Ein Kind kommt herein, vielleicht sechs Jahre alt, an der Hand seines Vaters. Es bleibt stehen, als es Charly sieht, starrt ihn an. Charly steht auf, geht langsam zu ihm, bleibt zwei Meter entfernt stehen. Wartet. Das Kind lässt die Hand des Vaters los, macht einen Schritt, dann noch einen. Charlie setzt sich hin. Macht sich klein. Das Kind streckt die Hand aus, zögernd, berührt Charlys Kopf. Charlie bleibt reglos, atmet ruhig. Das Kind lächelt, dreht sich zum Vater um. „Der ist lieb.“ Charlie steht auf, geht zurück. Das Kind setzt sich an den Tisch, ohne Angst.
Später, nach zehn, leert sich der Raum. Die Stimmen werden leiser, die Abstände zwischen den Worten länger. Charly liegt wieder unter dem Tresen, den Kopf auf den Pfoten. Seine Augen sind geschlossen, aber er schläft nicht. Er hört die letzten Gespräche, das Scharren der Stühle, das Rascheln von Jacken. Er weiß, wann der Abend zu Ende ist, noch bevor die letzte Rechnung bezahlt wird.

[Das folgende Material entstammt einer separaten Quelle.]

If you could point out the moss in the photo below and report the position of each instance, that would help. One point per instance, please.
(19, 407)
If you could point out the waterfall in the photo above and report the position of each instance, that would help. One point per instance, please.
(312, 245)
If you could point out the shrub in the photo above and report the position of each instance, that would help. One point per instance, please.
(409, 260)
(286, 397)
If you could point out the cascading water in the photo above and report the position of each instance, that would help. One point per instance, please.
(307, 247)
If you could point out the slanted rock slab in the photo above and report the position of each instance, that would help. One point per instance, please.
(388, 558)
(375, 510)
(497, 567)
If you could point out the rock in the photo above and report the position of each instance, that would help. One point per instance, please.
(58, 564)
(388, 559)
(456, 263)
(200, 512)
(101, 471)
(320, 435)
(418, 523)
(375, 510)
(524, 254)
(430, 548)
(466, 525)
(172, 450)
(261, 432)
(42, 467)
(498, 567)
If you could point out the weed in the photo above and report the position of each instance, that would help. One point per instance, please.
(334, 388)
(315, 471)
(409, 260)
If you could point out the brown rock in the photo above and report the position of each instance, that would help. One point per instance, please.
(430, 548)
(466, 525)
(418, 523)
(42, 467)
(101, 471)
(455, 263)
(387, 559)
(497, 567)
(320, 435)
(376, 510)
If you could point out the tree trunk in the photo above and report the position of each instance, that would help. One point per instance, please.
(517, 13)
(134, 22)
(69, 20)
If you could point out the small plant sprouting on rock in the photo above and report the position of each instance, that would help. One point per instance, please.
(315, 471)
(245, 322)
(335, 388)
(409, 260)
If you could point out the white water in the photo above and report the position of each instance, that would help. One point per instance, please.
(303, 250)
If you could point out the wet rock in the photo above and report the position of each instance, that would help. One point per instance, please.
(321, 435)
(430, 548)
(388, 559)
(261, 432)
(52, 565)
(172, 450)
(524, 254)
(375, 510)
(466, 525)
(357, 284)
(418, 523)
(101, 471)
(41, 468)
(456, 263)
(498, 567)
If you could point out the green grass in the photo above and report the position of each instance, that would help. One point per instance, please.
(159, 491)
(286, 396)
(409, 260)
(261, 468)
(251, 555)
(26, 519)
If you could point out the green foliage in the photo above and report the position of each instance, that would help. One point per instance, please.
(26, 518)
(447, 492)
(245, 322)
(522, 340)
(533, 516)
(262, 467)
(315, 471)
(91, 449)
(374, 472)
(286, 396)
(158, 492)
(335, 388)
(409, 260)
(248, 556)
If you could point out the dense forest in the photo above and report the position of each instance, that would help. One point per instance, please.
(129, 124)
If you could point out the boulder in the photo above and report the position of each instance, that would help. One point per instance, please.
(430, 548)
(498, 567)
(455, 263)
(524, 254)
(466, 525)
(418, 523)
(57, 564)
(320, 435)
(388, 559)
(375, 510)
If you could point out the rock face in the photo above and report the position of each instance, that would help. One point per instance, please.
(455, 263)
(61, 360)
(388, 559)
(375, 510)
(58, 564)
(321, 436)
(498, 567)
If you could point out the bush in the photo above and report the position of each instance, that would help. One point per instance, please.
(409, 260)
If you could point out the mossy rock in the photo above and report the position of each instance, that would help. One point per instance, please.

Ein Paar steht auf, zieht die Mäntel an. Die Frau beugt sich zu Charly runter, krault ihm den Kopf. „Danke, dass du da warst.“ Charly hebt kurz den Kopf, legt ihn dann wieder hin. Sie gehen.
Um halb zwölf ist der Raum leer. Das Team räumt auf, wischt Tische ab, stellt Stühle hoch. Charly liegt unter dem Tresen und wartet. Niemand sagt ihm, dass er gehen soll. Niemand muss es. Er weiß, wann sein Platz hier ist und wann nicht.
Eine Servicekraft beugt sich zu ihm runter, streichelt ihm über den Kopf. „Gute Arbeit heute, Charly.“ Er blinzelt, aber er steht nicht auf. Noch nicht. Erst wenn die letzte Lampe ausgeht, wird er sich erheben, wird zum Ausgang trotten, wird nach Hause gehen.
Morgen um sechs wird er wieder hier sein. Wird sich unter den Tresen legen, wird warten, wird beobachten. Und wenn die Tür aufgeht, wird er wissen, was zu tun ist. Nicht weil es ihm jemand beigebracht hat. Sondern weil er es sieht, was andere nicht sehen.
Gastfreundschaft braucht keine Worte. Sie braucht nur Aufmerksamkeit. Und Zeit.